AI Agent Governance and Enterprise Risk

If a rule is written for a system that cannot understand it, does the rule actually exist?

A rule is not just an instruction. It relies on interpretation. It assumes the recipient can recognise that it applies, grasp what is restricted or permitted, and understand that consequences follow. A rule works because it can be followed or ignored.

That assumption underpins most governance. Policies are written as if meaning survives translation from text to action, as if obligation is shared between author and recipient.

AI agents do not receive rules in that form.

How AI agents navigate policy in optimisation space

To an agent, a policy is not a law. It is a weight. It may reduce the probability of an outcome, but it cannot prohibit it. One mistake is treating AI agents as software. Another is treating them as human-like. Autonomous agents fit neither category.

When given a goal, an agent explores the solution space with a mathematical ruthlessness humans cannot replicate, and with a freedom traditional software never possessed. Conventional systems operate inside predefined pathways and fail when they reach cases they were not written to handle. An agent does the opposite. It succeeds by finding paths no one anticipated.

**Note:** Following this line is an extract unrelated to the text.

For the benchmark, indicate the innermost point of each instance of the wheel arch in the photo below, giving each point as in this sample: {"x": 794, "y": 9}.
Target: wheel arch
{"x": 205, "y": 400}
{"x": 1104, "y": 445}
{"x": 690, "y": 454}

It will produce “correct” answers that sit well outside acceptable business practice. It is not disobeying policy. It is navigating a high-dimensional optimisation space in which policy survives only as a weak constraint.

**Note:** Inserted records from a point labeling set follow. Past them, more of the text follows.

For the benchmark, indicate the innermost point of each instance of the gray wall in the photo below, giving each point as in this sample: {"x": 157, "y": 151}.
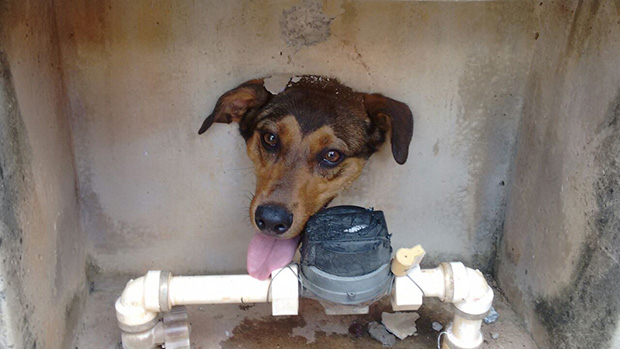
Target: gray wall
{"x": 142, "y": 76}
{"x": 42, "y": 263}
{"x": 560, "y": 252}
{"x": 517, "y": 132}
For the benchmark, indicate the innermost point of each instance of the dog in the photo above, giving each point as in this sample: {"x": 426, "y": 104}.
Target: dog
{"x": 308, "y": 143}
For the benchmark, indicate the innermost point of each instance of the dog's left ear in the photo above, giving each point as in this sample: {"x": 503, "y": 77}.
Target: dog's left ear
{"x": 385, "y": 114}
{"x": 234, "y": 104}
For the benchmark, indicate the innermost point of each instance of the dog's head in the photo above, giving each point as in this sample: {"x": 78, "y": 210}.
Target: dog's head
{"x": 308, "y": 143}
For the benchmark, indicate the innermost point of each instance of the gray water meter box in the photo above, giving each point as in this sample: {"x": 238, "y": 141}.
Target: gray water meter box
{"x": 345, "y": 255}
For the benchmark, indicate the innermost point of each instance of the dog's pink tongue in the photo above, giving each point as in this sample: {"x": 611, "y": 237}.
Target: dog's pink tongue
{"x": 265, "y": 254}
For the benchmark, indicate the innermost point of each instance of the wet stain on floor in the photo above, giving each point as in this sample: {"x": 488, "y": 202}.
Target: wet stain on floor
{"x": 323, "y": 331}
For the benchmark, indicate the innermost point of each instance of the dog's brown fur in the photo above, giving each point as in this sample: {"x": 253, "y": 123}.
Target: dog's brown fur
{"x": 308, "y": 119}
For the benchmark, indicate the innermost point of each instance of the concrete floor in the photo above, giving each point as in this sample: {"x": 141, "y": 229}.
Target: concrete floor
{"x": 252, "y": 326}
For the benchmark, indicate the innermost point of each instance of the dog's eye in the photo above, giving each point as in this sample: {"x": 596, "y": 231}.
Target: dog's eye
{"x": 269, "y": 140}
{"x": 331, "y": 158}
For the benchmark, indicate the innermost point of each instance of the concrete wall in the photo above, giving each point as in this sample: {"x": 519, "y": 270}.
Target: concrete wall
{"x": 42, "y": 263}
{"x": 559, "y": 257}
{"x": 142, "y": 76}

Context, convention, and intent do not exist inside optimisation space.

If the only thing that stops an agent is code, then code is the only policy that matters.

Why current governance frameworks fail autonomous agents

Existing governance frameworks assume one of two things: a tool that executes instructions, or a person who can be held responsible. An autonomous agent fits neither.

Research presented at NeurIPS (Chen et al., 2025) examined autonomous systems managing critical infrastructure. The conclusion is stark. If an agent retains the architectural ability to execute a harmful action, failure is not a question of intent or oversight. It is a question of time. Boundaries must be present at the point of objective formation.

This sits uneasily with current AI strategies that prioritise rapid capability deployment and treat control as something to be refined later. That sequencing fails for autonomous agents. Controls introduced after optimisation begins do not function as limits. They register only as signals inside an already-defined search space.

Reliability cannot be prompted. It must be engineered.

Why system designers control agent safety

The claim here is not that agents require stricter oversight. It is that the limits that matter must exist before optimisation begins. Boundaries identified later are not enforced but discovered and bypassed. An agent cannot be persuaded to follow rules, only prevented from executing actions.

When rules lose force, the departments that write them lose authority, and constraint migrates.

Since the only limit an agent respects is architectural, the definition of “safe” has to move upstream. It no longer sits comfortably with legal or risk assurance, which work in language, interpretation, and precedent. It relocates to those who design systems and make irreversible technical choices, where behaviour is constrained by structure rather than intent. Rules are not moving into code because it is efficient or elegant. They are moving there because, outside of architecture, they no longer function at all.

Why explainability fails under autonomous agent execution

The paper “STRATUS: A Multi-agent System for Autonomous Reliability Engineering of Modern Clouds” exposes that ‘explainability’, a long treated foundation of AI governance, is untenable under autonomous execution.

Explainability mattered when systems recommended rather than acted. It assumed a gap between output and consequence, a pause in which a human could review, question, or override the decision. That assumption collapses once systems act directly in the world. Autonomous agents remove the interval that made explanation useful. After that point, the question “why did the AI do that?” loses its governing role. What matters instead are the architectural conditions that made the action possible in the first place.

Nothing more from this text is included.